Reading text files into lists in Python

Question

Instead of defining documentslike this ...

documents = ["the mayor of new york was there", "machine learning can be useful sometimes","new york mayor was present"]

... I want to read the same three sentences from two different txt files with the first sentence in the first file, and sentence 2 and 3 in the second file.

I have come up with this code:

# read txt documents
os.chdir('text_data')
documents = []
for file in glob.glob("*.txt"): # read all txt files in working directory
    file_content = open(file, "r")
    lines = file_content.read().splitlines()
    for line in lines:
        documents.append(line)

But the documents resulting from the two strategies seem to be in different format. I want the second strategy to produce the same output as the first.

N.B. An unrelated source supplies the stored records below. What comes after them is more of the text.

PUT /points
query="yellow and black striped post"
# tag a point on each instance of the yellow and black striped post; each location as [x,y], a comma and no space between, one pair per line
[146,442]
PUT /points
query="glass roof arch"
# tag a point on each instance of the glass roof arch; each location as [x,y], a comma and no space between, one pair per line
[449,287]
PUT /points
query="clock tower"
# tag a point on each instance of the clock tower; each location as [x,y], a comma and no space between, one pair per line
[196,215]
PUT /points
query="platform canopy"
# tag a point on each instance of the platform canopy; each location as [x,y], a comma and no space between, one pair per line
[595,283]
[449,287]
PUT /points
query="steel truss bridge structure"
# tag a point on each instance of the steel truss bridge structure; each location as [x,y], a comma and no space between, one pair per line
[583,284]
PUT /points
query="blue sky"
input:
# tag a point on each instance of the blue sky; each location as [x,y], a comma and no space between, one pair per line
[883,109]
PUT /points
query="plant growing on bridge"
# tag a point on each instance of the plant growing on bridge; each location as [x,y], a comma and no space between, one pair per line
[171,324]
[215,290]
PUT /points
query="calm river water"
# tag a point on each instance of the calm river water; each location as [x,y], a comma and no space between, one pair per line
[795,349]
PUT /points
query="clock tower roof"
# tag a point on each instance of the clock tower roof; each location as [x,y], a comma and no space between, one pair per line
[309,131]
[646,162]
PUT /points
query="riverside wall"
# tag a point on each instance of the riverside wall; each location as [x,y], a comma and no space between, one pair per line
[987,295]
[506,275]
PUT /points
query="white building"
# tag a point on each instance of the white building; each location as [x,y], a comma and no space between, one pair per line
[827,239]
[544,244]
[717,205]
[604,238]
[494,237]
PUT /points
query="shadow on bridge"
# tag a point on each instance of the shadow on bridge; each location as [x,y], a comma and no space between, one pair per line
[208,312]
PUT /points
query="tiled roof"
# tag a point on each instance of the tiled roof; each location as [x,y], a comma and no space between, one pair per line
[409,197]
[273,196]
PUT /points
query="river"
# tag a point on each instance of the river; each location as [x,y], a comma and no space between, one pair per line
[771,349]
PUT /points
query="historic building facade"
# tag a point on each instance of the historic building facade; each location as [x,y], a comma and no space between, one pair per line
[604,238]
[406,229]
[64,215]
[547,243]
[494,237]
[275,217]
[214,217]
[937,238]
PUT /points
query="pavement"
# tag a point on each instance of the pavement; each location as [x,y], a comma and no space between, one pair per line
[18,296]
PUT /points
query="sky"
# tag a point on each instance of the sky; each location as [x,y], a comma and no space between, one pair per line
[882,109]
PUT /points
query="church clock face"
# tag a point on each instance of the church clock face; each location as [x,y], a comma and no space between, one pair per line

... what is wrong? Please try to be specific with your problem statements. — juanpa.arrivillaga
– juanpa.arrivillaga, Commented Mar 25, 2017 at 23:38
My point was that instead of writing "the documents resulting form the two strategies seem to be in different format" you should instead show the output — juanpa.arrivillaga
– juanpa.arrivillaga, Commented Mar 25, 2017 at 23:45
Also, doing this: lines = file_content.read().splitlines() is not necessary. You can iterate directly over the file handler, and it iterates over lines. So just for line in file_content: would be sufficient (although you'll get the trailing newlines). Likely, you just want documents.append(file_content.read()) And you don't have to iterate over the file at all... — juanpa.arrivillaga
– juanpa.arrivillaga, Commented Mar 25, 2017 at 23:48
Possible duplicate of combine multiple text files into one text file using python — OneCricketeer
– OneCricketeer, Commented Mar 26, 2017 at 0:35

OneCricketeer · Accepted Answer · 2017-03-26 00:32:16Z

1

If I understand your code correctly, this is equivalent and more performant (no reading the entire file into a string, then splitting to a list).

os.chdir('text_data')
documents = []
for file in glob.glob("*.txt"): # read all txt files in working directory
    documents.extend( line for line in open(file) )

Or maybe even one line.

documents = [ line for line in open(file) for file in glob.glob("*.txt") ]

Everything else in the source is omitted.